In conjunction with prior studies demonstrating decreased risks of free flap complications in patients with COVID-19 vaccination, ¹² this study further emphasizes that preventing infection of COVID-19 could have benefits for optimal postsurgical outcomes. However, this study was limited in that results are dependent on clinician diagnosis and accurate documentation due to the retrospective nature. This study would also have benefitted from data on superinfection or concurrent infections, as well as vaccination status, but we were limited by the variables collected by the TriNetX database. Another limitation is that our analysis included all patients with a positive viral infection, but we do not know if this is an asymptomatic positive test due to exposure or if the patient was symptomatic. Because the information is de-identified, an increased investigation of patient charts was not available. In addition, the database rounds to 10 for outcomes or variables experienced by 1 to 9 patients. Therefore, we could not make any conclusions for outcomes that resulted in 10 patients. However, we believe that utilizing this large database provides several advantages due to the size and ability to balance cohorts.

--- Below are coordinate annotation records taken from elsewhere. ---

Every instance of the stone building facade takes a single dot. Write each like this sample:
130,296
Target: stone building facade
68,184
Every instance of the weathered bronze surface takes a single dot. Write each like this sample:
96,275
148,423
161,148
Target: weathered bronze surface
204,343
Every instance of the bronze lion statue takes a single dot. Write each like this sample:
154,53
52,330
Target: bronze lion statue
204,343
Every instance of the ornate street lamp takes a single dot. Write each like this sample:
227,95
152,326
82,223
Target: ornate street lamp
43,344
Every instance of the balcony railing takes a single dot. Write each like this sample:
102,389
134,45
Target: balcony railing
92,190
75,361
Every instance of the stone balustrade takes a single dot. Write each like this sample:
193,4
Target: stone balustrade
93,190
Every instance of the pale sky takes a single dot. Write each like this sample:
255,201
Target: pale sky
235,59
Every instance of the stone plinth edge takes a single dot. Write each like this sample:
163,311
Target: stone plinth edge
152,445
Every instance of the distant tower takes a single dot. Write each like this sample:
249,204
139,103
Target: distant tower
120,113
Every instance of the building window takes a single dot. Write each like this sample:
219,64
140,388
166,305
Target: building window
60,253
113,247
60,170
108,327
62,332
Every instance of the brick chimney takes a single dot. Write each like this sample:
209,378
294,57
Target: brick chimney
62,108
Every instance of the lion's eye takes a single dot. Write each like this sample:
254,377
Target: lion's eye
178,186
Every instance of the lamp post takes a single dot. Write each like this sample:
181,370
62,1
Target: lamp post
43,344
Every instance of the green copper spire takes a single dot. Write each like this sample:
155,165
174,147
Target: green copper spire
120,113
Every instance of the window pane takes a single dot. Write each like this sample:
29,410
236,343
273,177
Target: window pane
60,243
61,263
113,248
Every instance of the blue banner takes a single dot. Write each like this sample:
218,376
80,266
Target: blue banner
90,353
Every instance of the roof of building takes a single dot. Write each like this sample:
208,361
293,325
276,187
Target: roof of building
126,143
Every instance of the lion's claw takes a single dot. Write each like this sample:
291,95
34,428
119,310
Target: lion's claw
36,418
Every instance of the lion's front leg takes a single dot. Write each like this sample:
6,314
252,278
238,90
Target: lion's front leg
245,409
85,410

Future studies should investigate optimal timing after COVID-19 infection to perform free flap surgery and determine ways to mitigate potential increased risk of infectious complications such as providing empiric antibiotics to prevent coinfection or superinfection, leveraging vaccination status, or using anticoagulants such as heparin to prevent coagulopathy. A more thorough comparison of locoregional flaps to free flaps in this population may also be beneficial.

Conclusions

This study examines the impact of having a COVID-19 infection within 1 year of microsurgery on postoperative outcomes and complications. COVID-19 infection put patients at an increased risk of SSIs and generalized infections, even after propensity score matching. Of note, specific flap-related complications such as flap failure, gangrene, and dehiscence did not differ in incidence based on a history of COVID-19. Awareness of these data may prepare surgeons and staff for the postoperative patient course.